At Keighley, a British Rail Class 37, number 37 075 was used to represent a British Rail Class 40, D326, the real locomotive involved.
 Other scenes were filmed at Bradford (City Hall entrance/main steps. Also at the end of part 2, the blue police light is placed where the actual police station was in City Hall originally), Shipley, Haworth and Goole. Filey was used instead of Torquay for the scenes involving Reynolds' hideout. According to the BBC, Yorkshire was the "most cost-effective and realistic alternative".

==Episodes==

| No. | Title | Directed by | Written by | Original release date | UK viewers (millions) |
| 1 | "A Robber's Tale" | Julian Jarrold | Chris Chibnall | 18 December 2013 | 6.35 |
After a heist at London Heathrow Airport garners a disappointing haul, Bruce Reynolds and his gang of working-class, small-time crooks get a tip about the Royal Mail train.

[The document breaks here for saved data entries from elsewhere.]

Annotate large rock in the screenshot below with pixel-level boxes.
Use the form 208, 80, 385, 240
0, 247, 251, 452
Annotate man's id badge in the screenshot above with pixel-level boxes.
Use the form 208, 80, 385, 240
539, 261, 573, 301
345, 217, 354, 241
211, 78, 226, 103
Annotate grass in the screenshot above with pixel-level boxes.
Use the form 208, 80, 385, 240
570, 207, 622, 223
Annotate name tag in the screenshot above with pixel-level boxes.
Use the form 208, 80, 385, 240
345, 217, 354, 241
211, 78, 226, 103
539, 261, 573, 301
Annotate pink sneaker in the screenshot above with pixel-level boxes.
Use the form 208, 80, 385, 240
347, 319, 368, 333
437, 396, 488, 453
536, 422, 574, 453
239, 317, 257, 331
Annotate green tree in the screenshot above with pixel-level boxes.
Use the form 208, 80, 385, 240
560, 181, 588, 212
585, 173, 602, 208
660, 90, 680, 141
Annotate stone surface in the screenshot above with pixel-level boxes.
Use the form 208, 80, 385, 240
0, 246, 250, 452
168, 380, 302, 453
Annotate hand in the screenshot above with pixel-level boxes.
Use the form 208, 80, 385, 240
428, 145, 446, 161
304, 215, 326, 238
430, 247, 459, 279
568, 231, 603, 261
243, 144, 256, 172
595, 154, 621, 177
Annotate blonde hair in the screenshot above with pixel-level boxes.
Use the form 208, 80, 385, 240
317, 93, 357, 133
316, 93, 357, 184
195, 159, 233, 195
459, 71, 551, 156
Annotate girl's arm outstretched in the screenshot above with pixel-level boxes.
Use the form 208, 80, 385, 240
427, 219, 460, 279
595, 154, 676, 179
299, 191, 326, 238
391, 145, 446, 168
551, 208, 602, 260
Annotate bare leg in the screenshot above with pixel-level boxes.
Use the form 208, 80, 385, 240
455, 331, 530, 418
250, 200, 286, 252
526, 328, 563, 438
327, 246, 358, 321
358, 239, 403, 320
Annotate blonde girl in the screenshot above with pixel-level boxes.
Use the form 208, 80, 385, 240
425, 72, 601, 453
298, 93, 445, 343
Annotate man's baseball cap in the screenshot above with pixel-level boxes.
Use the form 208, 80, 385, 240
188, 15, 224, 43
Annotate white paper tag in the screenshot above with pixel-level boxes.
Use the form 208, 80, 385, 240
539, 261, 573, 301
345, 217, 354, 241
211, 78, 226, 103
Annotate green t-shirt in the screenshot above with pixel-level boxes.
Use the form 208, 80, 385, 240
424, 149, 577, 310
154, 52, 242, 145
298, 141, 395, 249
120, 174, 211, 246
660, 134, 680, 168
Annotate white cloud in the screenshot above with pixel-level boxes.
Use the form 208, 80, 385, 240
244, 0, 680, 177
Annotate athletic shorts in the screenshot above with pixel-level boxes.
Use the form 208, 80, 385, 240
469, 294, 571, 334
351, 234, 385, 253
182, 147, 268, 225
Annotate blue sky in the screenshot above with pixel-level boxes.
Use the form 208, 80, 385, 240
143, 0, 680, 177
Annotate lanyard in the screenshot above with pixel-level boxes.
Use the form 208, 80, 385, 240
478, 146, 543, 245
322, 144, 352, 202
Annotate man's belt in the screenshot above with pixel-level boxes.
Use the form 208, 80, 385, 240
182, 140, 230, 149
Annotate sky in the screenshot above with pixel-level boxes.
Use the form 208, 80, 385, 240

The daily train coming from Glasgow on the West Coast Main Line will be carrying sacks of excess currency and picking up more at each stop on its way to London. They believe up to £1 million will be on board by the time it passes through Buckinghamshire. They bring in two train experts to join the crew and plot the heist from a rented farmhouse in the Aylesbury Vale, where they plan to hide out for a week until things calm down. But when the heist nets a record amount of more than £2.6 million (equivalent to £47 million in 2020), Reynolds knows the police will be hot on their trail.
| 2 | "A Copper's Tale" | James Strong | Chris Chibnall | 19 December 2013 | 5.99 |
Four days after the biggest robbery in British history to date, Flying Squad Detective Chief Superintendent Tommy Butler is brought in to lead the investigation by the Home Secretary. Though the heist occurred in Buckinghamshire, Butler is convinced it was organised by London criminals, and he compiles his own dream team of detectives to hunt them down. They come up with shortlists of suspects among known criminals and Bruce Reynolds is on that list. A £10,000 reward for information leads to a tip from a neighbour about the rented farmhouse, but they are soon drowning in hoax callers and fake tips. Informants help them track down and arrest the gang one by one until three years after the robbery, when only one man is still at large: Bruce Reynolds.

==Reception==
According to Cheshire Today, the BBC was criticised for glorifying criminals when it announced the series.

===Ratings===
Overnight figures showed that A Robber's Tale, the first episode of The Great Train Robbery, was watched by 23.2% of the viewing audience for that time, with 5.23 million watching it. The second episode, A Copper's Tale, had a 23.1% audience share and 4.95 million viewers, according to overnight figures.

===Critical reception===
A Robber's Tale received a mixed response. Metro journalist Keith Watson gave the film two stars out of five and said he would have liked to have seen more background on the gang members. The Daily Telegraphs Tom Rowley gave it four stars out of five and noted the high attention to detail by Chris Chibnall. Sam Wollaston from The Guardian said A Robber's Tale "beautifully explores the dynamic of a gang of men".

===Awards===
The Great Train Robbery received a BAFTA nomination in 2014.

==Home media==
The two films have been released on DVD by publisher Acorn Media UK and is available from the BBC. It was released at other outlets on 6 January 2014.